Nine lawsuits filed in March, April, and May against major textbook companies and retailers take aim at their bulk deals with colleges to offer online course materials, sometimes referred to as “inclusive access” programs.
Through these deals, colleges become digital book brokers, selling students access codes for packaged digital texts and online homework systems created by commercial publishers. These programs have drawn criticism because some students would rather shop around on their own for better deals. And students are used to being able to resell their print textbooks after a semester is over, but digital codes can’t be shared or resold. But publishers and booksellers say that the inclusive access services offer students books at reduced, bulk rates and therefore save them money.

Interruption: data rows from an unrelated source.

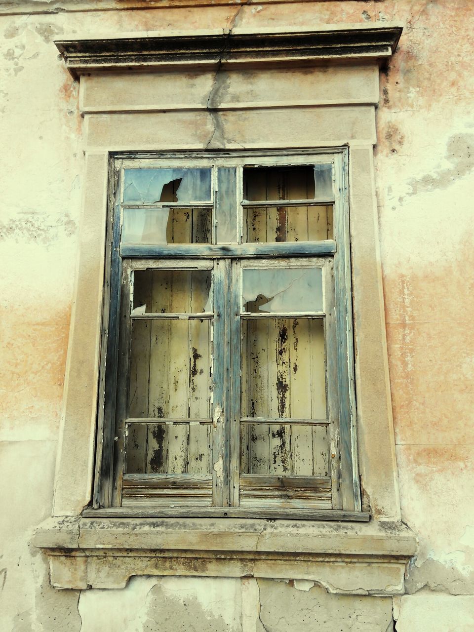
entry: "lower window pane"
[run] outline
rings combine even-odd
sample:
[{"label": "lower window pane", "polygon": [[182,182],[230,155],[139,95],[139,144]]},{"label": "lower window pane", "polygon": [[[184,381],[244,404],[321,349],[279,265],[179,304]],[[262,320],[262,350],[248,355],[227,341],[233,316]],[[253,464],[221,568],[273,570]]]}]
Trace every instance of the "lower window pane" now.
[{"label": "lower window pane", "polygon": [[134,423],[128,428],[127,474],[210,473],[205,423]]},{"label": "lower window pane", "polygon": [[319,241],[333,239],[332,207],[265,206],[246,209],[244,241]]},{"label": "lower window pane", "polygon": [[129,417],[210,416],[210,320],[132,321]]},{"label": "lower window pane", "polygon": [[329,475],[326,426],[241,423],[240,446],[242,474]]},{"label": "lower window pane", "polygon": [[322,319],[242,321],[241,416],[325,419]]}]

The new lawsuits argue that inclusive access deals strangle the used book market and therefore drive up textbook prices. And they allege that publishers and retailers are violating antitrust laws because they, as one case puts it, “colluded to restrain trade in textbooks through the Inclusive Access conspiracy.”
“If one singular publisher did this alone, it wouldn’t necessarily drive up prices. Professors and universities could choose a different textbook, different course materials,” says Beth Fegan, managing partner at FeganScott law firm who is representing two students in one of the cases. “It’s the fact that they’re working together to exclude competition that’s the problem. With their collective power, they could shut down resellers of books.”